- Open Access
Pilot testing of dipsticks as point-of-care assays for rapid diagnosis of poor-quality artemisinin drugs in endemic settings
Tropical Medicine and Healthvolume 44, Article number: 15 (2016)
Good-quality artemisinin drugs are essential for malaria treatment, but increasing prevalence of poor-quality artemisinin drugs in many endemic countries hinders effective management of malaria cases.
To develop a point-of-care assay for rapid identification of counterfeit and substandard artemisinin drugs for resource-limited areas, we used specific monoclonal antibodies against artesunate and artemether, and developed prototypes of lateral flow dipstick assays. In this pilot test, we evaluated the feasibility of these dipsticks under different endemic settings and their performance in the hands of untrained personnel.
The results showed that the dipstick tests can be successfully performed by different investigators with the included instruction sheet. None of the artemether and artesunate drugs collected from public pharmacies in different endemic countries failed the test.
It is possible that the simple dipstick assays, with future optimization of test conditions and sensitivity, can be used as a qualitative and semi-quantitative assay for rapid screening of counterfeit artemisinin drugs in endemic settings.

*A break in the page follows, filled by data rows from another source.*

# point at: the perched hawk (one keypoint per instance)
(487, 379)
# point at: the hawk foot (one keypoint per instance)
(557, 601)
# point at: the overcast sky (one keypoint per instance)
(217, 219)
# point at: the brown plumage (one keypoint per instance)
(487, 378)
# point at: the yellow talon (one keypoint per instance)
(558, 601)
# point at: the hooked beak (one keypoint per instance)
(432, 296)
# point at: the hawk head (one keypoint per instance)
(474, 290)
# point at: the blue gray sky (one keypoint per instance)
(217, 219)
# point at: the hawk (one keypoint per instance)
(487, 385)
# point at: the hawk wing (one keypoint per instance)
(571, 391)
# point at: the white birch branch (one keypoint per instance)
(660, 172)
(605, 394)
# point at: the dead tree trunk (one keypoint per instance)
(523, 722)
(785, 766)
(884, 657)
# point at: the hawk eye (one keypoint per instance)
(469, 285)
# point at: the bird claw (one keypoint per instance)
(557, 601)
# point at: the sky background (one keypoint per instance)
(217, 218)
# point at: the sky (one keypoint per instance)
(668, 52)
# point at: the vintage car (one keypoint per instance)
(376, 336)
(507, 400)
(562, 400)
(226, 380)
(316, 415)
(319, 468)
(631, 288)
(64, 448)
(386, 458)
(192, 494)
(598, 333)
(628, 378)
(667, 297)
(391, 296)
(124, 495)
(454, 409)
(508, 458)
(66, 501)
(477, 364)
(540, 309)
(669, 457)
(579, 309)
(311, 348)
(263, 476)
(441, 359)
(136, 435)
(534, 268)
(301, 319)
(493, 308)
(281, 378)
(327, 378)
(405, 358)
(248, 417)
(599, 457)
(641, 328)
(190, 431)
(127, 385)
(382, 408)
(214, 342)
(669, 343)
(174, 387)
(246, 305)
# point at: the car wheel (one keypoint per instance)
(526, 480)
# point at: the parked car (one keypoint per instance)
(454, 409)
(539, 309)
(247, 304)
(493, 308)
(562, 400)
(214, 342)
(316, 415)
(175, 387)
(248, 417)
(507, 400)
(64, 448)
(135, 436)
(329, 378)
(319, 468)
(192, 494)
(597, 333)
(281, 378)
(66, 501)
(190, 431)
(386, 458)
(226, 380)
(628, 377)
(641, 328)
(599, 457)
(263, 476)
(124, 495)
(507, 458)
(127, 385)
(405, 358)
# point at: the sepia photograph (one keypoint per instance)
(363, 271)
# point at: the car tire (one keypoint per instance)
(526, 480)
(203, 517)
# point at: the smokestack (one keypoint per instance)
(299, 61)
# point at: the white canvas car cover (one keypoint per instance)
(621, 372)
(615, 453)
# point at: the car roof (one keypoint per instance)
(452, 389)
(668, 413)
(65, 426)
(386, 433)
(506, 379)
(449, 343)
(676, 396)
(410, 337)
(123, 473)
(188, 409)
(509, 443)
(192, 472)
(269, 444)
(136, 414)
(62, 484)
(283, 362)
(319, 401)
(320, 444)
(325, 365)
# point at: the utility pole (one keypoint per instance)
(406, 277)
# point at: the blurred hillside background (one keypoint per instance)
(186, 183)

It is estimated that 10–30 % of the pharmaceuticals in the world are of poor quality . Generally, poor-quality drugs are falsified (deliberately and fraudulently manufactured and mislabeled), substandard (produced by manufacturers authorized by regulatory authorities, but not able to meet quality specifications), or degraded during transport and storage. Low-income countries with a high malaria burden are particular targets for falsified drugs. The high disease burden in these countries and resultant wide use of drugs make these areas lucrative locations for the counterfeit drug business. Artemisinin-based combination therapies (ACTs), as the recommended first-line treatments for uncomplicated Plasmodium falciparum malaria, have played an important role in reducing the global malaria-associated mortality and morbidity. Good-quality ACTs are essential for delivering effective malaria case management, but the increasing proportions of poor-quality (both counterfeit and substandard) drugs in many endemic countries are concerning [2, 3]. Counterfeit artemisinins containing little or no active ingredient provide inadequate treatment and can be life-threatening . In Sub-Saharan Africa, it has been estimated that a large number of deaths of children under age 5 were associated with consumption of poor-quality antimalarials . Therefore, heightened surveillance and regulatory efforts are urgently needed for combating the entry and circulation of poor-quality antimalarial drugs.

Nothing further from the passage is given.